2. Four fetchlands might not be the correct number. While I doubt that I truly want fewer, it is possible that I would gain a benefit for playing more, based on the positive interaction between Ponder and fetchlands. While it’s not as large of an interaction as Brainstorm plus Shuffle was, it’s still a positive interaction to be able to take the best one of the top three cards, then shuffle. There is no obvious utility for these all being Polluted Deltas – there is no basic Swamp to fetch, so Flooded Strands are effectively identical. Potential vulnerabilities to a Pithing Needle on Polluted Delta is a small but nonzero argument for splitting them to 2 each of Delta and Strand, and even argues that since the U/B deck would be “expected” to be Polluted Deltas, that the 5th Fetchland if we play any should be the 3rd Flooded Strand if we do in fact split the fetchlands down the middle. The fifth Fetchland would also give us a twelfth Black source, but at the price of the seventh basic land and thus at least some vulnerability to Blood Moon effects.

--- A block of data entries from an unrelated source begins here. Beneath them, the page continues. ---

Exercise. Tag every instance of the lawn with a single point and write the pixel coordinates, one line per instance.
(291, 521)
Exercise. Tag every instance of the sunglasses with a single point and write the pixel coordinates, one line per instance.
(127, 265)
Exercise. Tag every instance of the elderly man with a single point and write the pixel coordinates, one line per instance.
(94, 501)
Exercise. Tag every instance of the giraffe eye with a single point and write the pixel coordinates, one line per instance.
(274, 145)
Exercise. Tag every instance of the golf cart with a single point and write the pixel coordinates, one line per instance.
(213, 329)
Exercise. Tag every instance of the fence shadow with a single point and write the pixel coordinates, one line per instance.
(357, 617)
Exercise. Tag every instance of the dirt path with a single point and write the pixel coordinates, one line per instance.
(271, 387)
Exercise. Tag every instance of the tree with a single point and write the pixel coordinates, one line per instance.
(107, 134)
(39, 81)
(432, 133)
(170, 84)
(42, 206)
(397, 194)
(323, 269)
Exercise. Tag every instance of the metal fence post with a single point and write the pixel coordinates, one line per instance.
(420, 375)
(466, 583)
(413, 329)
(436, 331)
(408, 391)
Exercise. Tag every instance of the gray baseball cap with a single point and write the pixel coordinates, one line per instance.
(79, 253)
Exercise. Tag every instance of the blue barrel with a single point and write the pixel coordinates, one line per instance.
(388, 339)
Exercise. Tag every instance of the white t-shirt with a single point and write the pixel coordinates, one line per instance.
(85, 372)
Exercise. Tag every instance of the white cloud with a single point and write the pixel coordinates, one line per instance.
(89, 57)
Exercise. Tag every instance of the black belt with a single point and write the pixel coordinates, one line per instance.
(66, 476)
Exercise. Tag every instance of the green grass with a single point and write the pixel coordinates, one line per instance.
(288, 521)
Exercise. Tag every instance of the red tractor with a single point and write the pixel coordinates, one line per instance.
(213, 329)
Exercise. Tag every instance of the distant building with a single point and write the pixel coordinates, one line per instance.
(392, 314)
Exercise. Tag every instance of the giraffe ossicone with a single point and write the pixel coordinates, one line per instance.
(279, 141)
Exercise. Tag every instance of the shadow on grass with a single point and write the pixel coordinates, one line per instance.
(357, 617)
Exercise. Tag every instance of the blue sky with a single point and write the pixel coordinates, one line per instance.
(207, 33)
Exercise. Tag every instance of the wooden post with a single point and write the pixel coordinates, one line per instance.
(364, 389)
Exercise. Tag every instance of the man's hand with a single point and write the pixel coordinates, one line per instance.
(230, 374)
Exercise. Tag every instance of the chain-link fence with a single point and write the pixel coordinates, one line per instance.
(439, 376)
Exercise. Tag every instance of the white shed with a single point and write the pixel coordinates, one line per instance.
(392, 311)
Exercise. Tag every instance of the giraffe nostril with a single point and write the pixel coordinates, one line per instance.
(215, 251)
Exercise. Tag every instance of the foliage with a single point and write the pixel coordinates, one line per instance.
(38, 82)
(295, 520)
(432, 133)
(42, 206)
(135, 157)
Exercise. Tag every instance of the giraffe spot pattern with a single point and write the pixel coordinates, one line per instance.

3. Notes 1 and 2 do not get along well with each other. Cutting basic lands for Moxes, and then cutting basic lands for more Fetchlands, leaves us with entirely too few lands to actually find with fetchlands. We probably don’t want to do both of these things, as they are obviously at tension with each other, and in fact adding Moxes to our manabase makes us want to start cutting fetchlands down to fewer than four, not adding a fifth copy.

4. The mana count may actually be too high now that we have 25 lands and four Ponders. This should be tracked to confirm or deny over time, and corrected if we do in fact have too much land and should be playing 24. Part of the justification is that we have a lot of spell-like lands, so we don’t mind, but it does need to be watched for… while the deck is mana-intensive and can do impressive stuff with mana as time goes on, we don’t want too many action-light hands.

5. The loss of the fourth Glen Elendra Archmage should be paid attention to, and if it is truly missed, more room may need to be found at the expense of another card. We want the deck to still feel like the successful decks that Kenji et al. piloted at Worlds to good result.

6. The impact of losing Stifle from the main-deck needs to be considered. While I have maintained access to it out of the sideboard, I have not done a truly thorough cost-benefit analysis to placing it in the main-deck versus taking it out. The same decks that Stifle is good against, Vendilion Clique is good against, and access to Ponder to draw slightly more Cliques over time might not place us at a significant disadvantage even in the matchups where we would like to have Stifle the most.

7. The overall benefit of gaining Ponder to the main-deck needs to be considered. Its effect will likely be subtle and only visible over time, but the games in which Ponder is drawn it should have a positive effect on the rest of the game because of its card-selection prowess. How often we’re Pondering and how well it fits in with the rest of the deck’s design requires noting; most people hate it in Standard, but this Extended format more nearly maps up to Standard as of Regionals 2008 where Ponder was secretly amazing in the deck and most people were unaware of it than it does to the current Standard format where Ponder actively interferes with the deck’s curve. “Whether this was worth doing at all in the first place” is an excellent question to ask, but I’m sure that as long as the deck doesn’t trip on its Ponders like it would in Standard, it will have clear benefits.